Organize, filter, visualize and explore labeled and unlabeled data with Catalog.
Catalog is a data curation tool for organizing, searching, visualizing, and exploring labeled and unlabeled data (including any metadata). Teams developing and operating production AI systems need a data catalog to enable data selection for downstream data-centric workflows. This includes data labeling, model training, model evaluation, error analysis, and active learning.
How Catalog works
Data can flow into and out of the Catalog in numerous ways. This diagram indicates how data can flow through the Catalog.
|Data in||Data out|
|Catalog can ingest and display the following:|
- Data rows
- Custom metadata
- Media attributes
- Ground truth annotations
|Data can flow out of the Catalog in the following ways:|
Data rows in Catalog can be grouped in the following ways:
- Datasets: A collection of data rows uploaded to Labelbox at one time. You can append data rows to an existing dataset if needed.

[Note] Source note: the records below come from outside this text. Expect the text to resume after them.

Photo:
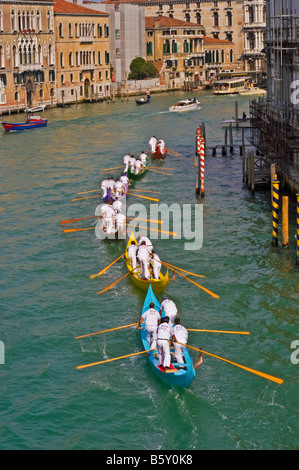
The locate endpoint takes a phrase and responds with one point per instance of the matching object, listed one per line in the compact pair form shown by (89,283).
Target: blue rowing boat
(183,374)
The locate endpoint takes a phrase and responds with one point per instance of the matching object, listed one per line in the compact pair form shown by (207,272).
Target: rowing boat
(158,285)
(134,176)
(181,375)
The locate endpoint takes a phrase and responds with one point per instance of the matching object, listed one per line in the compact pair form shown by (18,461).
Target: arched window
(215,18)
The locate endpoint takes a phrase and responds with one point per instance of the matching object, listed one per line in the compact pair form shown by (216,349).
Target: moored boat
(181,375)
(185,105)
(31,123)
(158,285)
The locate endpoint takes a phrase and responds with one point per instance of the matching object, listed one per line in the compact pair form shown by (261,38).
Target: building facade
(82,51)
(178,46)
(27,54)
(276,121)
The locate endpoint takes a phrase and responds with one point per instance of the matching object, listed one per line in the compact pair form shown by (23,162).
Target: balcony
(30,67)
(86,39)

- Slices: A collection of data rows grouped by a saved filter.
You can also choose to view all of your data rows across all datasets and slices by clicking All datasets.
The gallery view is a grid view of the data rows in the Catalog. It is the default view of the Catalog.
If you search data in the Catalog, using filters, only the filtered data rows will show up in the gallery view.
The analytics view helps you understand the distribution of annotations and metadata in the Catalog. You can access the analytics view by clicking on the analytics view icon in the top right.
The analytics view works exactly like the gallery view. If you search data in the Catalog, using filters, only the filtered data rows will show up in the analytics View. This is useful to understand the distribution of annotations and metadata of a specific subset of data.
By default, the analytics view shows the distribution of annotations among the filtered data.
Every line in the histogram represents a feature. If the feature has sub-features, you can see the distribution of sub-features by clicking on the arrow on the left of the histogram bar.
The Analytics view allows you to see the distribution of annotations among the filtered data. To do so, click on Metadata.
Every line in the histogram represents a metadata field. If the metadata field has sub-fields, you can see the distribution of sub-field by clicking on the arrow on the left of the histogram bar.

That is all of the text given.